All three novels address similar themes: the eternal struggle between ideology, spirituality and the reality of embodied existence. Reading Christ Recrucified as a young man, I didn’t understand the history of Greece as an occupied country under Muslim rule (although my trips to Crete this year have helped me understand things a little). What struck me, inevitably, was the conflict between bodily pleasure and spiritual enlightenment. Both Zorba and Temptation wrestle with the same issues with different emphases.
This heightened sense of dualism between the world of the body and the world of the mind/spirit was something that I identified with as a young man, filled with both desire and idealism. As an older man, both my desire and my idealism feel less dominating and more integrated with each other. I don’t think mind/spirit and matter are two completely different things that will never live together comfortably. Quite the opposite, I don’t think you can have one without the other. My friend Tom Oord tells me this makes me a dual aspect monist. You’ll probably have to look that up; I did.

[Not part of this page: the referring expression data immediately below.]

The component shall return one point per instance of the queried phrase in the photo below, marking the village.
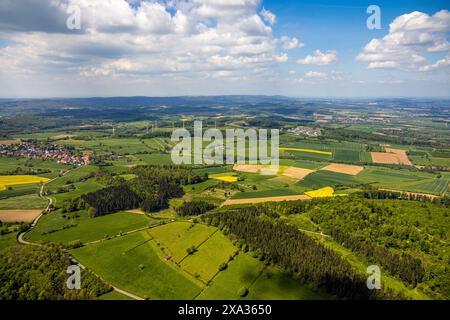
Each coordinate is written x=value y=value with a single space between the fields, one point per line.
x=33 y=150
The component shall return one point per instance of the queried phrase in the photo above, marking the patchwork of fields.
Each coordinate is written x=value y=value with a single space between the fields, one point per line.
x=154 y=264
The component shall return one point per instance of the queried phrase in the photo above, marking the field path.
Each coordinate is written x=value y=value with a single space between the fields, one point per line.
x=21 y=240
x=125 y=293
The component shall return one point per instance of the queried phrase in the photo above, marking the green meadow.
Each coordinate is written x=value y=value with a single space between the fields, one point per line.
x=59 y=228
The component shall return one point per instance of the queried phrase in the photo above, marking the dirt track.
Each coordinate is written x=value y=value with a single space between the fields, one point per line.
x=19 y=215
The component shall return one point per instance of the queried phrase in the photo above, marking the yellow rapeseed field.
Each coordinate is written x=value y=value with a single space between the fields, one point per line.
x=224 y=177
x=307 y=150
x=6 y=181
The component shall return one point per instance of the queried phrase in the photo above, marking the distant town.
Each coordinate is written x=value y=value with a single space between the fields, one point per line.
x=33 y=150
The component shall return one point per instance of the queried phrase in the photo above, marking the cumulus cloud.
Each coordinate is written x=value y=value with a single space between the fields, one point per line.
x=316 y=75
x=319 y=58
x=268 y=16
x=291 y=43
x=137 y=38
x=442 y=63
x=411 y=36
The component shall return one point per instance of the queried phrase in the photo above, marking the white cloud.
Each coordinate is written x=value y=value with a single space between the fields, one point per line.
x=411 y=36
x=148 y=39
x=268 y=16
x=319 y=58
x=442 y=63
x=291 y=43
x=316 y=75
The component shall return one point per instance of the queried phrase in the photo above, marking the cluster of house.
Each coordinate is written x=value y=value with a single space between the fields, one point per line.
x=44 y=151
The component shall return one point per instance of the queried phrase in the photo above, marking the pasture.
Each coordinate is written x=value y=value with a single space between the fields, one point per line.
x=179 y=236
x=241 y=273
x=7 y=181
x=58 y=228
x=131 y=264
x=26 y=202
x=19 y=215
x=274 y=284
x=205 y=262
x=321 y=179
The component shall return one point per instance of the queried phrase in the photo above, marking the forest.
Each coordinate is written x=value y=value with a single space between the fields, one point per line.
x=150 y=191
x=408 y=238
x=39 y=273
x=298 y=254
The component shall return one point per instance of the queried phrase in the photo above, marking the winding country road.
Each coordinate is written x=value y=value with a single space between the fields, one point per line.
x=20 y=237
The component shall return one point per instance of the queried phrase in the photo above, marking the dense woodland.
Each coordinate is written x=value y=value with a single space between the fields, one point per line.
x=407 y=238
x=151 y=191
x=298 y=254
x=39 y=273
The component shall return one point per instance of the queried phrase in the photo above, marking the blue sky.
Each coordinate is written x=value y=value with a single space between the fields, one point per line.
x=206 y=47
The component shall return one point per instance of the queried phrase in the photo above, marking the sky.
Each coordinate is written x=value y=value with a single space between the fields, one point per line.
x=302 y=48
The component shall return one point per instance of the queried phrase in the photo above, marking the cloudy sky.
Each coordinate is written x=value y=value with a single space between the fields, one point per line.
x=205 y=47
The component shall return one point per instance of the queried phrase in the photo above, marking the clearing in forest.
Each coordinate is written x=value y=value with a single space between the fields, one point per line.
x=263 y=200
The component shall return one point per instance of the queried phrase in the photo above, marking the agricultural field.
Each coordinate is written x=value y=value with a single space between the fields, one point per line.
x=65 y=228
x=172 y=254
x=322 y=179
x=9 y=181
x=179 y=236
x=26 y=202
x=131 y=264
x=211 y=254
x=321 y=193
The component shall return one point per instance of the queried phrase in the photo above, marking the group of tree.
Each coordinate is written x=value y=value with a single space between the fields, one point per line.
x=151 y=191
x=194 y=208
x=39 y=273
x=298 y=254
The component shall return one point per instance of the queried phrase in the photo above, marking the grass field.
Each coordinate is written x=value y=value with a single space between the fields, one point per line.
x=205 y=263
x=321 y=193
x=436 y=186
x=19 y=190
x=8 y=240
x=241 y=273
x=26 y=202
x=227 y=177
x=114 y=296
x=273 y=284
x=328 y=153
x=265 y=194
x=85 y=229
x=179 y=236
x=11 y=164
x=347 y=155
x=8 y=181
x=131 y=264
x=321 y=179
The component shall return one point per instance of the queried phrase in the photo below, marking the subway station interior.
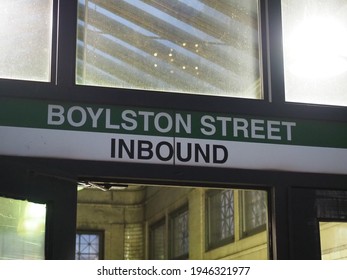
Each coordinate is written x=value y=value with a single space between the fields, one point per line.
x=173 y=130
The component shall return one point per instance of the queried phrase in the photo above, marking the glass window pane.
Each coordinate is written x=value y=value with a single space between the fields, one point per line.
x=315 y=51
x=157 y=241
x=87 y=246
x=333 y=238
x=254 y=215
x=180 y=234
x=220 y=211
x=26 y=39
x=22 y=230
x=204 y=47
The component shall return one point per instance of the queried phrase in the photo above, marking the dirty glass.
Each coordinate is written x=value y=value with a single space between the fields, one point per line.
x=22 y=229
x=200 y=47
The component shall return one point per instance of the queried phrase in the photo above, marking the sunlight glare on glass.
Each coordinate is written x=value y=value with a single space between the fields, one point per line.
x=318 y=48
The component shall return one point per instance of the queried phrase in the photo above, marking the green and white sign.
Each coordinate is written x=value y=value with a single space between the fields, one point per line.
x=37 y=128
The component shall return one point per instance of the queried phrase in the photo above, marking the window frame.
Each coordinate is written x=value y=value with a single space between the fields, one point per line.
x=100 y=235
x=152 y=228
x=213 y=244
x=243 y=214
x=63 y=86
x=173 y=215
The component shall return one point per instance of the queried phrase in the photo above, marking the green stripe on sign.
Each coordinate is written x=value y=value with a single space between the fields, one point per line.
x=155 y=122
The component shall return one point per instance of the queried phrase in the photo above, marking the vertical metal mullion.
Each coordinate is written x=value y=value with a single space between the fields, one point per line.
x=54 y=42
x=66 y=43
x=273 y=67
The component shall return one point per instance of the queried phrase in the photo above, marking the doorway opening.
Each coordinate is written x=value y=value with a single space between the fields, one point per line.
x=134 y=221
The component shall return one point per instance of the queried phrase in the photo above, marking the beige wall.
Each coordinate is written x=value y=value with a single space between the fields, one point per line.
x=126 y=215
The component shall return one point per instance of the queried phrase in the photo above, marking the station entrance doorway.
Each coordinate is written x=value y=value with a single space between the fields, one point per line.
x=134 y=221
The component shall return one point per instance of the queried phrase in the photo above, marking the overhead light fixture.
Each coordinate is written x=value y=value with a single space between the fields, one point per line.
x=104 y=186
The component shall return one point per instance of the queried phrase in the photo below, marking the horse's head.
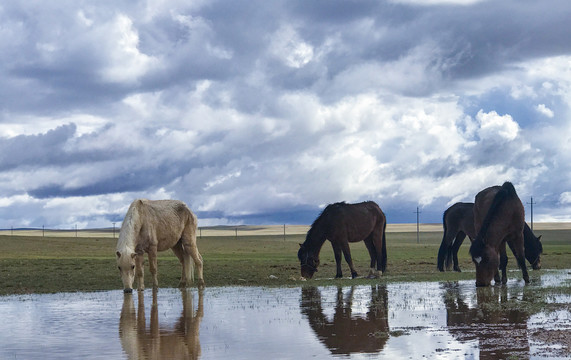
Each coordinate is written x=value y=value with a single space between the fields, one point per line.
x=309 y=262
x=126 y=265
x=486 y=260
x=533 y=251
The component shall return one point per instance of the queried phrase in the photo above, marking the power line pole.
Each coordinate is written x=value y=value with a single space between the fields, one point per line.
x=531 y=203
x=417 y=225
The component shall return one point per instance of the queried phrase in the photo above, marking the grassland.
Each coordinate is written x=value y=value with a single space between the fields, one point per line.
x=257 y=256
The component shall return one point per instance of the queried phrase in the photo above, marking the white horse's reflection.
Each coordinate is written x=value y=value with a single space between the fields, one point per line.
x=179 y=342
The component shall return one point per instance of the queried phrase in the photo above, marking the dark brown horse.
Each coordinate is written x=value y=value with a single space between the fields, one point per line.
x=342 y=223
x=498 y=218
x=458 y=222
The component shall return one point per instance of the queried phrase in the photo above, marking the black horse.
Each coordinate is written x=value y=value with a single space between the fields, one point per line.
x=342 y=223
x=498 y=218
x=458 y=222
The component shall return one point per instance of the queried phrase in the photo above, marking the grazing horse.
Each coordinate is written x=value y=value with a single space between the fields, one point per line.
x=458 y=222
x=498 y=218
x=342 y=223
x=152 y=226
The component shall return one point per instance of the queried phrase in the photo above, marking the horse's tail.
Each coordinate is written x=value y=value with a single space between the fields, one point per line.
x=384 y=249
x=507 y=191
x=444 y=253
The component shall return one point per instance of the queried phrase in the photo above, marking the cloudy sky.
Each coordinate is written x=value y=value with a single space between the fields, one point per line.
x=262 y=112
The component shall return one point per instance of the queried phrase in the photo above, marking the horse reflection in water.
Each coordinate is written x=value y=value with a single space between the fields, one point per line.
x=346 y=332
x=155 y=342
x=501 y=333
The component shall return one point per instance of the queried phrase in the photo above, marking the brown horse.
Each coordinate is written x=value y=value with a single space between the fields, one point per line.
x=498 y=218
x=458 y=222
x=342 y=223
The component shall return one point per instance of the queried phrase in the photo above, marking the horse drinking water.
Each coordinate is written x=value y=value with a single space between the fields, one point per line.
x=458 y=222
x=152 y=226
x=498 y=218
x=342 y=223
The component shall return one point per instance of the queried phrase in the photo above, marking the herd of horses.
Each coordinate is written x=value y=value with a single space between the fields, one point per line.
x=496 y=218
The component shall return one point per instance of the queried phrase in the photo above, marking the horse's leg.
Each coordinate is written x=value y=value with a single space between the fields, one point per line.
x=177 y=250
x=347 y=254
x=376 y=239
x=516 y=244
x=337 y=254
x=443 y=260
x=153 y=265
x=455 y=247
x=191 y=255
x=503 y=263
x=373 y=254
x=140 y=271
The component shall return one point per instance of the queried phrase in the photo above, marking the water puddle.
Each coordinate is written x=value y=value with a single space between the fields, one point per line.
x=397 y=321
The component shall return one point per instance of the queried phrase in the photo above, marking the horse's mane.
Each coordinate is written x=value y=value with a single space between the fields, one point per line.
x=129 y=227
x=506 y=191
x=318 y=221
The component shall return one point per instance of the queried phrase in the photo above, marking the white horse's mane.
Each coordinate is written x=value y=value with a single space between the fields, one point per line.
x=128 y=229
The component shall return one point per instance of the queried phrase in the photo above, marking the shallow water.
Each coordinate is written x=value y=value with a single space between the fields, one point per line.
x=397 y=321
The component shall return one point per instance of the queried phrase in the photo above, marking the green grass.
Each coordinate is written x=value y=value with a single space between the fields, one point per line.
x=57 y=264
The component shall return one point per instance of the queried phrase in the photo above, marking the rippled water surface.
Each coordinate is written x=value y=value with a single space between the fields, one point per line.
x=396 y=321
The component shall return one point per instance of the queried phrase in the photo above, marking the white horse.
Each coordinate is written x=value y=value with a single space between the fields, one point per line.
x=152 y=226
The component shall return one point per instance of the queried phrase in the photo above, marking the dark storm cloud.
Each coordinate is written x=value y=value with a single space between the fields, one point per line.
x=257 y=111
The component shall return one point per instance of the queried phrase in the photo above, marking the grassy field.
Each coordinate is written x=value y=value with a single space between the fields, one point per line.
x=62 y=262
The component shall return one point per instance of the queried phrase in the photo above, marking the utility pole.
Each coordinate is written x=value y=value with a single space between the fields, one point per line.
x=531 y=203
x=417 y=225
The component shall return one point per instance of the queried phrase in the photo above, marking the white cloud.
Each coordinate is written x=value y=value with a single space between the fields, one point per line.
x=287 y=45
x=565 y=197
x=498 y=127
x=126 y=63
x=544 y=110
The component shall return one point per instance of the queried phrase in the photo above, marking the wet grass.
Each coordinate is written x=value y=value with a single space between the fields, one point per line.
x=59 y=264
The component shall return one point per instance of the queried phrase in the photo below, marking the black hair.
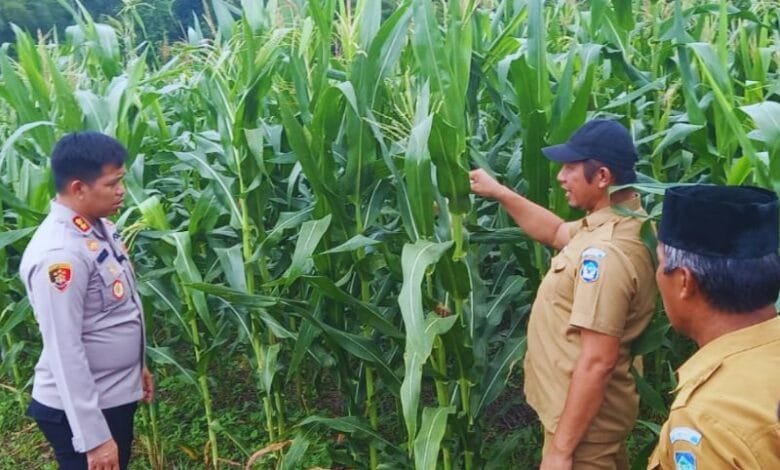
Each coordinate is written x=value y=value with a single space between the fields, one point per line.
x=82 y=156
x=621 y=175
x=733 y=285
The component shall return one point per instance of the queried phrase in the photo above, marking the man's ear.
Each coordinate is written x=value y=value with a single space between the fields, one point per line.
x=76 y=188
x=689 y=286
x=605 y=177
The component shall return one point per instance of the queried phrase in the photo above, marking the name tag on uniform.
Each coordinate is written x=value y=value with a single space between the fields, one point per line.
x=118 y=289
x=685 y=434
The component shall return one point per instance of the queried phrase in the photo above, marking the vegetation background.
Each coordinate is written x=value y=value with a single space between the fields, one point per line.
x=320 y=288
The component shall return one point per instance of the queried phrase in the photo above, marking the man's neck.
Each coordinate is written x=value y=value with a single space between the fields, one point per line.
x=73 y=204
x=715 y=323
x=618 y=197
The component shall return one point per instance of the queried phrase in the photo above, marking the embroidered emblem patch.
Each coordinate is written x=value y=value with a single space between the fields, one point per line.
x=81 y=223
x=589 y=272
x=684 y=461
x=593 y=252
x=60 y=275
x=686 y=434
x=118 y=289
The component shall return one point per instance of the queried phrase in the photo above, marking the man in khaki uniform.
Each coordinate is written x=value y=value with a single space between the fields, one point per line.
x=719 y=277
x=597 y=297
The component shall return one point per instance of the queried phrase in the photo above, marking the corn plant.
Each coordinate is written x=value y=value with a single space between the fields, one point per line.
x=298 y=195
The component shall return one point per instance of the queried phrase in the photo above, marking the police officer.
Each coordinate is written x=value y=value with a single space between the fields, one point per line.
x=82 y=289
x=719 y=277
x=597 y=297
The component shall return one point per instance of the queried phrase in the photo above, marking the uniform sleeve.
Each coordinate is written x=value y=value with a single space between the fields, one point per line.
x=58 y=287
x=604 y=286
x=691 y=440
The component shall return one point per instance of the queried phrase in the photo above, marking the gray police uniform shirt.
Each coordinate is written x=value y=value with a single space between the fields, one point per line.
x=82 y=289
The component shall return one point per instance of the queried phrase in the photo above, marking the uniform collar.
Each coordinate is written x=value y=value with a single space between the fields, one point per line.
x=707 y=359
x=602 y=216
x=73 y=219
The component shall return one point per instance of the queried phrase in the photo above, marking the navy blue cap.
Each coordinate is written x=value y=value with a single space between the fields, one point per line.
x=604 y=140
x=737 y=222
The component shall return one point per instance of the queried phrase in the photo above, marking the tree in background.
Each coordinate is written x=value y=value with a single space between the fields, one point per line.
x=156 y=20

Unlike Epimenides, Kazantzakis is everywhere in Crete. The ‘national’ airport is named after him; he has a heritage centre in his hometown and a statue. If you’ve never read any of his books, I highly recommend them. He may not feel able to fully reconcile ideas, desires, ideals and politics, but his desire to have all of these on show in his novels means that he creates the kinds of books that I love (The Name of the Rose is my favourite).